We propose an enhanced Feature Pyramid Network MSRA-FPN that aggregates multi-scale information more effectively to combat attenuation during information propagation and enhances the detection and recognition of large objects. In particular, MSRA-FPN uses UCLRAM to converge feature information from different scales to the top layer through a triangular structure from the bottom to enhance the semantic information of the high-level features and then uses RSEM to mitigate the semantic overlap that occurs during the fusion of multi-scale feature maps. The experimental results show that on the PASCAL VOC dataset, our proposed method improves the performance of the baseline model by 0.5–1.9% and is highly competitive with other state-of-the-art FPN-based methods. We also validate the effectiveness of MSRA-FPN on MS COCO. In addition, experiments have been conducted on TKFD to verify the effectiveness of the proposed method for detecting figure objects in Thangkas.
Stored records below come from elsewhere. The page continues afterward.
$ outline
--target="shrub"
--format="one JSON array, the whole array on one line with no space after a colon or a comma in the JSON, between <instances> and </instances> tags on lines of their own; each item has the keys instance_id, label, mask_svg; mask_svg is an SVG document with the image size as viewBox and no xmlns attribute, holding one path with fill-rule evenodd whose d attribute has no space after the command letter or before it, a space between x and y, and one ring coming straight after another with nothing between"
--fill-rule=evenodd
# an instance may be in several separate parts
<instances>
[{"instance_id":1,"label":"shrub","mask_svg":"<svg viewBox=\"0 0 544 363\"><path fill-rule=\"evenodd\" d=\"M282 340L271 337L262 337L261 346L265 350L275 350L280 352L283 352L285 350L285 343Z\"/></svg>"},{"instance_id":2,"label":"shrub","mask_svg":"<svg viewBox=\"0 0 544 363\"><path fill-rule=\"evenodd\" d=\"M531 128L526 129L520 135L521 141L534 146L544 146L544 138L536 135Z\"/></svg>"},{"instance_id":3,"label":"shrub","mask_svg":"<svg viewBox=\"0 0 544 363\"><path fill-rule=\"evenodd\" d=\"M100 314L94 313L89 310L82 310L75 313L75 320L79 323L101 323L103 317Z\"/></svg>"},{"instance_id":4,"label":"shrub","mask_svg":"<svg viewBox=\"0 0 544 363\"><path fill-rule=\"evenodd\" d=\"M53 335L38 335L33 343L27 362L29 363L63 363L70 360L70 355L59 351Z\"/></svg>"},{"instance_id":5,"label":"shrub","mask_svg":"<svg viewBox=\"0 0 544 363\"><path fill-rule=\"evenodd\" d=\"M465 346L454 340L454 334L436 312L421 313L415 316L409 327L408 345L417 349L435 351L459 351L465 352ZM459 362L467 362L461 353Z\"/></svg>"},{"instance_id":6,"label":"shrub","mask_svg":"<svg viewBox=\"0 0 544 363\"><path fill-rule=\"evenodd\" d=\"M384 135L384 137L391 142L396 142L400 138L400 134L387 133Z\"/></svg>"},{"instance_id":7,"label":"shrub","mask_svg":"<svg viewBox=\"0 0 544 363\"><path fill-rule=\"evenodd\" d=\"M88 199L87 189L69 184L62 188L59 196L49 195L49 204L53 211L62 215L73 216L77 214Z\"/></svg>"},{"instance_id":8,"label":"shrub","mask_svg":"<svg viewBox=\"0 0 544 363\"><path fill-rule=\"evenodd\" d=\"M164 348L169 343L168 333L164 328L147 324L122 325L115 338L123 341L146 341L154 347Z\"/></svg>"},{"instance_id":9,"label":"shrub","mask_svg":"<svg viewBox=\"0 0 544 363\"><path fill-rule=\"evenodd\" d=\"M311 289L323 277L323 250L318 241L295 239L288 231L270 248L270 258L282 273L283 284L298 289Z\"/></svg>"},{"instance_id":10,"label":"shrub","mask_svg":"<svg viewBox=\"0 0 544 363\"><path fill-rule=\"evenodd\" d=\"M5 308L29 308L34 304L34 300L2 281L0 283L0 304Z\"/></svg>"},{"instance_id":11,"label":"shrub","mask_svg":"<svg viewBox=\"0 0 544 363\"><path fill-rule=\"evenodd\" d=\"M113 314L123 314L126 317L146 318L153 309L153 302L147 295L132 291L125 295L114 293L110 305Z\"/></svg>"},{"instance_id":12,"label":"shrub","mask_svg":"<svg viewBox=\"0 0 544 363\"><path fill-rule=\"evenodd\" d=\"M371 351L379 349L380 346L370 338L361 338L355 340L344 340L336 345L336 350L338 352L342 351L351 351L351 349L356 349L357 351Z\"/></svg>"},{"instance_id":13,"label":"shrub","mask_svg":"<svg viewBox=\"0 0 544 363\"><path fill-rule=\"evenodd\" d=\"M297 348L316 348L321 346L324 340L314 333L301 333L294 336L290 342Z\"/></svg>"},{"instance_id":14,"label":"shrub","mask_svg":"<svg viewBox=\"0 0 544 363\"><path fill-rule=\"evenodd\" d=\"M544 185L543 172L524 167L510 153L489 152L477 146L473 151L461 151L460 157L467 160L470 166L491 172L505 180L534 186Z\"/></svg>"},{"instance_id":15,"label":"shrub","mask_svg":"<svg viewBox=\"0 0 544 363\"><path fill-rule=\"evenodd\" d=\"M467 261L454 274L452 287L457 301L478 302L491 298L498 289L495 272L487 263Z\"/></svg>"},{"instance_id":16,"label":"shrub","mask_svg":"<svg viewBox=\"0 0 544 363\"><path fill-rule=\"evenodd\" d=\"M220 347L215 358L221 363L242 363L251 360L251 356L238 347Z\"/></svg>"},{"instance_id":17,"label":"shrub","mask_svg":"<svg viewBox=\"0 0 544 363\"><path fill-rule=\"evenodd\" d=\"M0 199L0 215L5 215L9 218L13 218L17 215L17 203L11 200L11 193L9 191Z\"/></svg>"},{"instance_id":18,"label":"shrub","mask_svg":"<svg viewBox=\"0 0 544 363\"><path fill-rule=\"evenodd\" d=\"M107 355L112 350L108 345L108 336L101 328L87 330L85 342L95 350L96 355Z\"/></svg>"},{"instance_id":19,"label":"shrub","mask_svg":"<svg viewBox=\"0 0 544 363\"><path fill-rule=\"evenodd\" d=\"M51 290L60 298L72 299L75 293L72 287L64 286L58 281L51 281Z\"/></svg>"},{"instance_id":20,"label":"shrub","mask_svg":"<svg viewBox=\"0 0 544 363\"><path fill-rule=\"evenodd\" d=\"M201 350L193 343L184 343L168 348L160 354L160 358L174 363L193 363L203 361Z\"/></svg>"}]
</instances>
However, there are still some problems with the MSRA-FPN. For example, its performance on a two-stage detector is much inferior to that on a single-stage detector. In future work, we will attempt to continue to improve MSRA-FPN for a variety of different types of tasks and detectors and to validate its performance on a larger object detection dataset.